Although Solware’s two distinct areas of business—its Solware Auto business unit with its WINmotor dealer management solution, and its Solware Life business unit with its easysuite healthcare management and traceability system—serve very different audiences, the common denominator between them is the focus on customer satisfaction through a best-of-class user experience.
Whether its software is instrumental in repairing your car or delivering nursing care to an elderly relative, Solware’s personal touch constantly reassures people that it is not just a technology company, but a company that truly cares about its customers. Putting the emphasis firmly on the human values of any customer relationship is what sets Solware apart from its competition.
Maintaining customer satisfaction in a SaaS model
As an early adopter of SaaS technology, Solware was quick to realise the potential of hosting cloud-based automotive and healthcare web applications. Solware Auto has over 20,000 users of WINmotor within French, European, and North African car dealerships, and Solware Life has over 100,000 users of easysuite within the medical profession. On average, over 6,000 connected users access a Solware platform every day.

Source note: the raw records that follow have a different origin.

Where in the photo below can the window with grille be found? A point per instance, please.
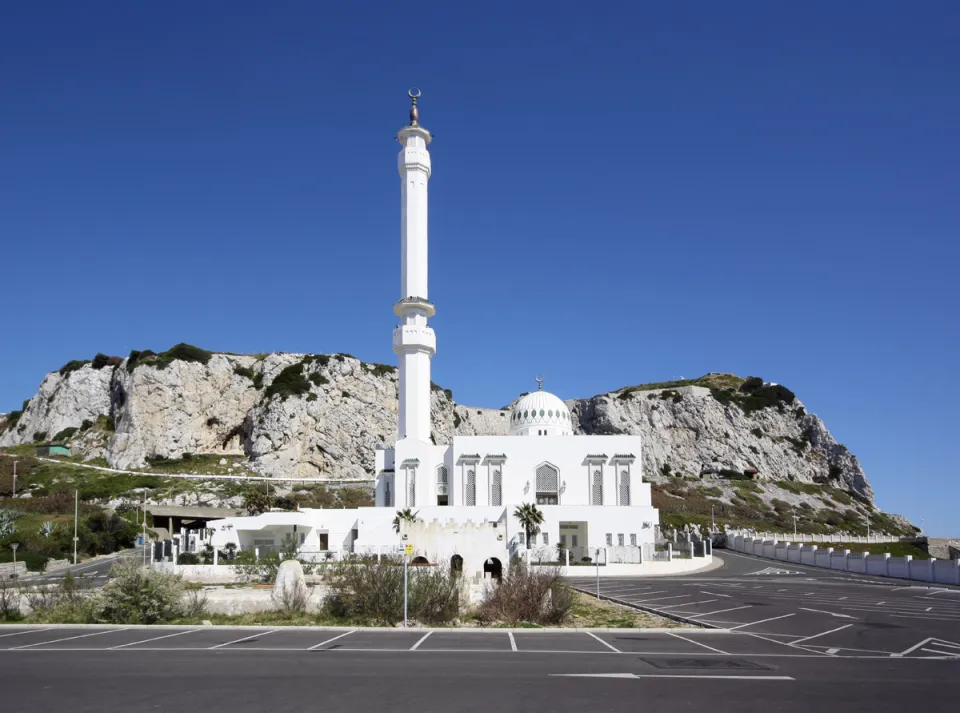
(470, 488)
(624, 487)
(596, 490)
(496, 488)
(548, 485)
(443, 485)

Customer satisfaction is vital, as Yannick Franҫois, CIO for Solware, observes: ‘It’s not just the system uptime and performance of the application which we need to monitor; we have to make sure the overall customer experience is a positive one.’
Solware Life includes web (easysuite) and mobile modules (easytab), which need to be treated very carefully as they contain health or personal data that is covered by a specific health data hosting regulation in France and Europe. This means some data needs be masked, and this is not the only complication. As Yannick explains, ‘Our software easysuite is under constant development and we regularly roll out new versions to our users to introduce new technical or functional features. This means our parameters move all the time, making it hard for us to easily pinpoint the source when problems arise.’
With thousands of clients, when things go wrong, they tend to go badly wrong and it’s easy to become entirely wrapped up in managing customer complaints instead of solving the main issue that is causing the problem.
‘We had a few basic technical monitors and could spend days trying to resolve an incident, tying up our valuable resources’, says Yannick. ‘Often a problem wouldn’t even be at our end, but we just didn’t have the insight we needed to make that diagnosis.’